I think also from an external perspective, it's harder to remember (and also not as well known?) the very different affect Theresa May gave off prior to being ground down as PM, like someone who had walked out of a particularly chilling fairy tale.

It's been grimly fascinating seeing the dramatic arc of her personality gradually being ground into the dust by a, as you say, misogynist power structure; because it really didn't seem like that was necessarily going to be the case. Like watching Series 1-5 of a pretty convincing psychological thriller.
 

craner

Beast of Burden
That arc has seen an almost physical transformation, too. Very similar to what happened to Gordon Brown.
 

baboon2004

Darned cockwombles.
Totally, it acts through the body's decay - fallen evil crumbles and wilts, but properly upkept evil lives forever. Some people used to think Theresa exuded a certain kind of sick glamour back in the day. And Gordon looked youthful in 1983.
 

Sectionfive

bandwagon house
DsY-kkmX4AIUMt5.jpg
 

IdleRich

IdleRich
I don't get this at all, why pick another fight when they are already losing so many?

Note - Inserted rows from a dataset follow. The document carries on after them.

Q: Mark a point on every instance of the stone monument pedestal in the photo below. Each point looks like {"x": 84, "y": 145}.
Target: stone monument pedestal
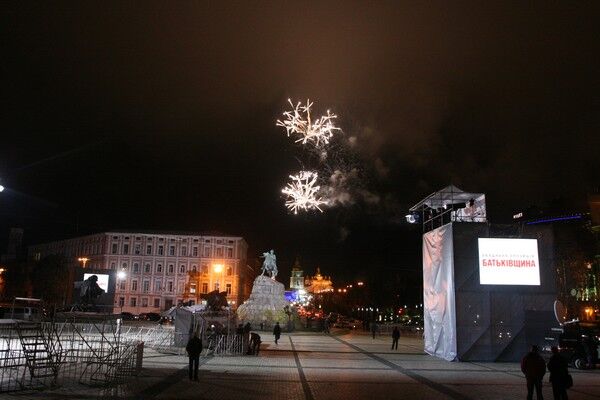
{"x": 266, "y": 303}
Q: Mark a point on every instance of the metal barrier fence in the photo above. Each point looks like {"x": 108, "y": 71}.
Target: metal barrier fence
{"x": 165, "y": 340}
{"x": 49, "y": 354}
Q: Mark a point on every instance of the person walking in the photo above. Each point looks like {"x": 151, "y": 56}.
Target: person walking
{"x": 326, "y": 325}
{"x": 373, "y": 329}
{"x": 277, "y": 332}
{"x": 194, "y": 348}
{"x": 255, "y": 342}
{"x": 395, "y": 338}
{"x": 559, "y": 374}
{"x": 534, "y": 368}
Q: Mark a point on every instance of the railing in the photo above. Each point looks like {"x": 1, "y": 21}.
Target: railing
{"x": 164, "y": 340}
{"x": 92, "y": 354}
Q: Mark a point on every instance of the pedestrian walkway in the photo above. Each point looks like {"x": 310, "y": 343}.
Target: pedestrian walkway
{"x": 318, "y": 367}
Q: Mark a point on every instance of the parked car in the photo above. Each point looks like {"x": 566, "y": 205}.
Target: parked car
{"x": 576, "y": 342}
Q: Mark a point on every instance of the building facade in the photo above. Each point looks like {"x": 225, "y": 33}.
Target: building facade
{"x": 153, "y": 271}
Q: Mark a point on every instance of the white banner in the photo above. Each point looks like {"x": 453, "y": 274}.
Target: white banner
{"x": 439, "y": 309}
{"x": 508, "y": 262}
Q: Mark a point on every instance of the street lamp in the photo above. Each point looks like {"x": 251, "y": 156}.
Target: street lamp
{"x": 83, "y": 261}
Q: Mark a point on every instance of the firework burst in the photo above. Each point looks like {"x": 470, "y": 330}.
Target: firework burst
{"x": 302, "y": 192}
{"x": 298, "y": 122}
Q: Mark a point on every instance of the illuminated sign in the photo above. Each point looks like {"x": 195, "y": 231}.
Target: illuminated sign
{"x": 508, "y": 262}
{"x": 102, "y": 280}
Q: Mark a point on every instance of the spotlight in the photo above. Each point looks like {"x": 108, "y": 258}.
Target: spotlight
{"x": 412, "y": 218}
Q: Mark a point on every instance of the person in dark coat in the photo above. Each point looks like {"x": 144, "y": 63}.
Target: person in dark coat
{"x": 534, "y": 368}
{"x": 559, "y": 372}
{"x": 255, "y": 342}
{"x": 194, "y": 348}
{"x": 277, "y": 332}
{"x": 395, "y": 338}
{"x": 373, "y": 329}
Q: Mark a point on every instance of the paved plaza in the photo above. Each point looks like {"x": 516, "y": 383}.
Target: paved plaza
{"x": 344, "y": 365}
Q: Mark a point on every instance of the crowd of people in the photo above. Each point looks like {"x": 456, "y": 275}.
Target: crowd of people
{"x": 534, "y": 368}
{"x": 533, "y": 365}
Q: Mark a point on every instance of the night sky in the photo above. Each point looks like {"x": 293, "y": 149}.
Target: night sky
{"x": 144, "y": 115}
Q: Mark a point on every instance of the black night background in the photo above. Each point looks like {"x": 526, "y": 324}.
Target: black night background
{"x": 161, "y": 116}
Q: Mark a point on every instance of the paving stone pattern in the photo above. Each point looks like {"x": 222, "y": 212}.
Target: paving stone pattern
{"x": 344, "y": 365}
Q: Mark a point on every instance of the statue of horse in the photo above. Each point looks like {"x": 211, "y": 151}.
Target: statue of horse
{"x": 270, "y": 264}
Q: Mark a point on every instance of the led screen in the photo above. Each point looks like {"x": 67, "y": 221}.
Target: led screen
{"x": 102, "y": 280}
{"x": 508, "y": 262}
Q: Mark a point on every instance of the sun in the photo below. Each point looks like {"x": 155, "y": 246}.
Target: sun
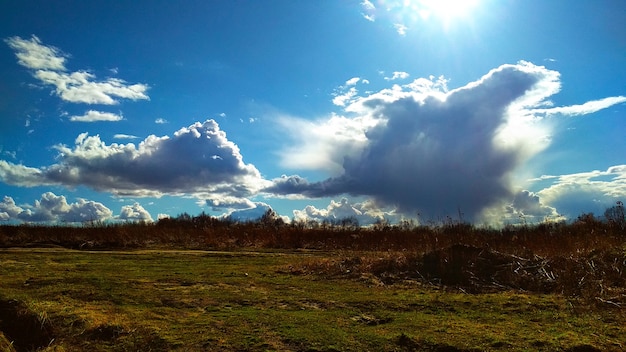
{"x": 446, "y": 11}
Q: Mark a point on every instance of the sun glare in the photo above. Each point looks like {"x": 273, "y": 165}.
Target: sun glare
{"x": 445, "y": 10}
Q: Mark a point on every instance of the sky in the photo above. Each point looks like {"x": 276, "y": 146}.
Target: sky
{"x": 485, "y": 111}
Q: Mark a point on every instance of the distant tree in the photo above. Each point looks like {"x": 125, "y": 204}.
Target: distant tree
{"x": 615, "y": 215}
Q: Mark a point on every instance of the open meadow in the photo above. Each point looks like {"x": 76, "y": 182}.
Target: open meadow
{"x": 282, "y": 288}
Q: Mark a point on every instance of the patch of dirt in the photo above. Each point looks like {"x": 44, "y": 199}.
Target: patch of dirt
{"x": 406, "y": 343}
{"x": 26, "y": 330}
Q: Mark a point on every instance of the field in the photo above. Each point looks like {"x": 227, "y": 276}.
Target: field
{"x": 453, "y": 288}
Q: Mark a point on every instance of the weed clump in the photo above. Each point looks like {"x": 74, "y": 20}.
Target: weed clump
{"x": 24, "y": 329}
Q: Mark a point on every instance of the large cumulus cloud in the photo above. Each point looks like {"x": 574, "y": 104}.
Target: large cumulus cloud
{"x": 437, "y": 152}
{"x": 48, "y": 66}
{"x": 198, "y": 159}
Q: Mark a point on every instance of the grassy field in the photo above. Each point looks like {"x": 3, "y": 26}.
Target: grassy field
{"x": 58, "y": 299}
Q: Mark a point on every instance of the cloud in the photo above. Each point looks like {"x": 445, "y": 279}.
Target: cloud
{"x": 79, "y": 87}
{"x": 249, "y": 214}
{"x": 53, "y": 208}
{"x": 366, "y": 213}
{"x": 134, "y": 212}
{"x": 48, "y": 66}
{"x": 95, "y": 116}
{"x": 198, "y": 159}
{"x": 368, "y": 10}
{"x": 525, "y": 208}
{"x": 222, "y": 203}
{"x": 426, "y": 150}
{"x": 343, "y": 98}
{"x": 578, "y": 193}
{"x": 400, "y": 28}
{"x": 35, "y": 56}
{"x": 124, "y": 136}
{"x": 353, "y": 81}
{"x": 343, "y": 95}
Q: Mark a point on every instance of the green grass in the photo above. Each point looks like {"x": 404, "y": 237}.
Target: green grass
{"x": 252, "y": 301}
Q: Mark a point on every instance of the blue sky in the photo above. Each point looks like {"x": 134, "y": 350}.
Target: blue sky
{"x": 494, "y": 111}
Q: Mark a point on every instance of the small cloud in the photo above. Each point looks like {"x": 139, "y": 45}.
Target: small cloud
{"x": 368, "y": 10}
{"x": 53, "y": 208}
{"x": 134, "y": 212}
{"x": 400, "y": 28}
{"x": 397, "y": 75}
{"x": 47, "y": 64}
{"x": 345, "y": 97}
{"x": 36, "y": 56}
{"x": 96, "y": 116}
{"x": 353, "y": 81}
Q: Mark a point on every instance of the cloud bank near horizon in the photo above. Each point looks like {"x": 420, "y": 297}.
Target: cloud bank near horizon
{"x": 433, "y": 152}
{"x": 417, "y": 148}
{"x": 47, "y": 64}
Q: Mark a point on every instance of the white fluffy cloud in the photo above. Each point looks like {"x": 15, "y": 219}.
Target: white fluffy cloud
{"x": 366, "y": 213}
{"x": 397, "y": 75}
{"x": 53, "y": 208}
{"x": 36, "y": 56}
{"x": 95, "y": 116}
{"x": 134, "y": 212}
{"x": 198, "y": 159}
{"x": 594, "y": 191}
{"x": 427, "y": 150}
{"x": 48, "y": 66}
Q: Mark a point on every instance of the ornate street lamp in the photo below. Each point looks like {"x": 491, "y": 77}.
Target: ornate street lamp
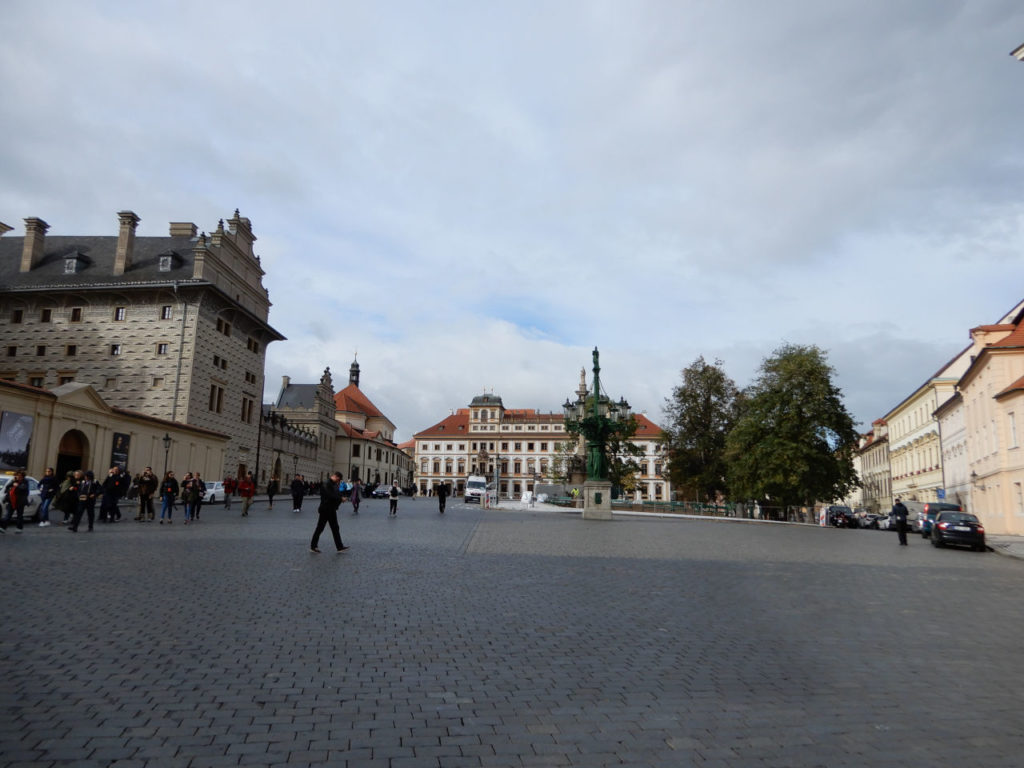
{"x": 596, "y": 418}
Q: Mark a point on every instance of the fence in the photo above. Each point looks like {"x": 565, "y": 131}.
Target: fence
{"x": 737, "y": 510}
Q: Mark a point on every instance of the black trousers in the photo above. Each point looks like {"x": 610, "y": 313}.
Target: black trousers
{"x": 901, "y": 530}
{"x": 325, "y": 519}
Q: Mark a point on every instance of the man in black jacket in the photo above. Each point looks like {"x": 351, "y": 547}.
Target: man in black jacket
{"x": 328, "y": 512}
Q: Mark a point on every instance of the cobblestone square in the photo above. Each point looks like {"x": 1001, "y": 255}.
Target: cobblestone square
{"x": 504, "y": 638}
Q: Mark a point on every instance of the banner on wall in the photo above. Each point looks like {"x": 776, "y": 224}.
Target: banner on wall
{"x": 15, "y": 434}
{"x": 119, "y": 454}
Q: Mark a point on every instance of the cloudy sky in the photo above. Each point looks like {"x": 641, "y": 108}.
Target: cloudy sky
{"x": 474, "y": 195}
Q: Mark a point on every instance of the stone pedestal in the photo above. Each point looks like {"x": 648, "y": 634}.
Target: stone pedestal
{"x": 597, "y": 500}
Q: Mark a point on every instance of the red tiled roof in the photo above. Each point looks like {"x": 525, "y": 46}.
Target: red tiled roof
{"x": 351, "y": 399}
{"x": 645, "y": 427}
{"x": 1017, "y": 386}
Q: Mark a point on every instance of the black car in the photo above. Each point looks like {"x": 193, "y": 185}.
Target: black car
{"x": 961, "y": 528}
{"x": 842, "y": 517}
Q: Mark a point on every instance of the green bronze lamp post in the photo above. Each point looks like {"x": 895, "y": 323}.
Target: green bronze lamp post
{"x": 596, "y": 418}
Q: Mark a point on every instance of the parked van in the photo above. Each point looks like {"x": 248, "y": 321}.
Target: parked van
{"x": 476, "y": 487}
{"x": 922, "y": 514}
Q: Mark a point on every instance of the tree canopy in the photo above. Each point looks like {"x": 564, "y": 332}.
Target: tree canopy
{"x": 700, "y": 414}
{"x": 793, "y": 443}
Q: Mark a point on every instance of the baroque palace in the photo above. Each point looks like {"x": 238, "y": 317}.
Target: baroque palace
{"x": 524, "y": 448}
{"x": 151, "y": 350}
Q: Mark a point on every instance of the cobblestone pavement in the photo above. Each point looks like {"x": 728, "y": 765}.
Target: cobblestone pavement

They are gonna publish the summary so what is to be gained from digging in over how it was arrived at?
But the bigger point; what was the point of the vote if the government can just ignore it? Can parliament hold government to account or not? It seems that as in the US it turns out that the checks and balances on power only work if power lets them. In each case it's taken a crisis of sorts (when these things are actually needed) to reveal this.
 

baboon2004

Darned cockwombles.
But the bigger point; what was the point of the vote if the government can just ignore it?

For a bleary-eyed second there, before reading the context -or the tense - properly, I thought you were talking about the vote on the deal on December 11. Because literally nothing would surprise me at this stage.
 

Leo

Well-known member
It seems that as in the US it turns out that the checks and balances on power only work if power lets them.

RE: the US, I guess it depends on how you define that "power". the reason checks and balances have not functioned as intended here is because the republicans have held all three branches of government and have essentially been in agreement with and supportive of trump. it's not that they've been prevented from providing checks, it's that the GOP have chosen to look the other way and do what's in the best interest of their party instead of the best interest of the country.

maybe the entire Republican Party itself could be viewed as the oppressive "power", but it's by choice as opposed to not being allowed to do otherwise.

Also, I supposed a form of "power" could also be the pressure that congresspeople feel from the trump base to either walk in lockstep or potentially get voted out.